James Hoban

James Hoban was een rooms-katholiek die opgroeide op een landgoed van de graaf van Desart in Callan, graafschap Kilkenny, Ierland. Hij werkte er als wagenmaker en timmerman tot hij begin twintig was. Toen kreeg hij een plaats als ‘gevorderd student’ in de tekenschool van de Dublin Society in Lower Grafton Street. Hij studeerde onder Thomas Ivory. Hij blonk uit in zijn studie en ontving in 1780 van de Dublin Society de prestigieuze Duke of Leinster’s medaille voor tekeningen van “Brackets, Stairs, and Roofs”. Hoban was een leerling van Ivory, van 1779 tot 1785.

Na de Amerikaanse Revolutionaire Oorlog emigreerde Hoban naar de Verenigde Staten, en vestigde zich als architect in Philadelphia in 1785.

Charleston County Courthouse, Charleston, SC (1790-92), James Hoban, architect.

Hoban’s gewijzigde verhoging van het Witte Huis (eind-1793 of begin-1794).

Factuur gedateerd 27 maart 1802 voor zondagsschilderwerk aan Balustrades & Portico van het Octagon is ondertekend door James Hoban.

Hoban was in april 1787 in South Carolina, waar hij talrijke gebouwen ontwierp, waaronder het Charleston County Courthouse (1790-92), gebouwd op de ruïnes van het voormalige South Carolina Statehouse (1753, afgebrand 1788).
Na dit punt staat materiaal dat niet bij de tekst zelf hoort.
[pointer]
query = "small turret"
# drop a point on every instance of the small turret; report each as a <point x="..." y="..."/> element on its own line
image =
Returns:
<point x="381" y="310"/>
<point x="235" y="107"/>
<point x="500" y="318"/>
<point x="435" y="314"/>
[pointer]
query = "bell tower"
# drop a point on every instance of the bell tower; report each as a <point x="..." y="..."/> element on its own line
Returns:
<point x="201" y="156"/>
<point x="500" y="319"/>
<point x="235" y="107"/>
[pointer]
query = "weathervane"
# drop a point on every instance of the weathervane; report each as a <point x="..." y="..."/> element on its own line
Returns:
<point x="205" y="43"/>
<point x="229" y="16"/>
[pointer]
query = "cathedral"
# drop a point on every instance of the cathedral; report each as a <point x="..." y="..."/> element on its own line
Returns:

President George Washington bewonderde Hoban’s werk op zijn Zuidelijke Rondreis, Washington ontmoette hem mogelijk in Charleston in mei 1791, en ontbood de architect in juni 1792 in Philadelphia, Pennsylvania (de tijdelijke nationale hoofdstad).

In juli 1792 werd Hoban uitgeroepen tot winnaar van de ontwerpwedstrijd voor het Witte Huis. Zijn aanvankelijke ontwerp lijkt een gevel van drie verdiepingen te hebben gehad, met negen traveeën breed (zoals het gerechtsgebouw in Charleston). Onder invloed van Washington wijzigde Hoban dit in een gevel van twee verdiepingen, elf traveeën breed, en op aandringen van Washington werd het hele presidentiële herenhuis bekleed met steen. Het is onduidelijk of de overgebleven tekeningen van Hoban daadwerkelijk van de prijsvraag zijn.

Het is bekend dat Hoban tenminste drie slaven bezat die als timmerlieden werden ingezet bij de bouw van het Witte Huis. Hun namen staan genoteerd als “Ben, Daniel, en Peter” en komen voor in een loonlijst voor slaven van James Hoban.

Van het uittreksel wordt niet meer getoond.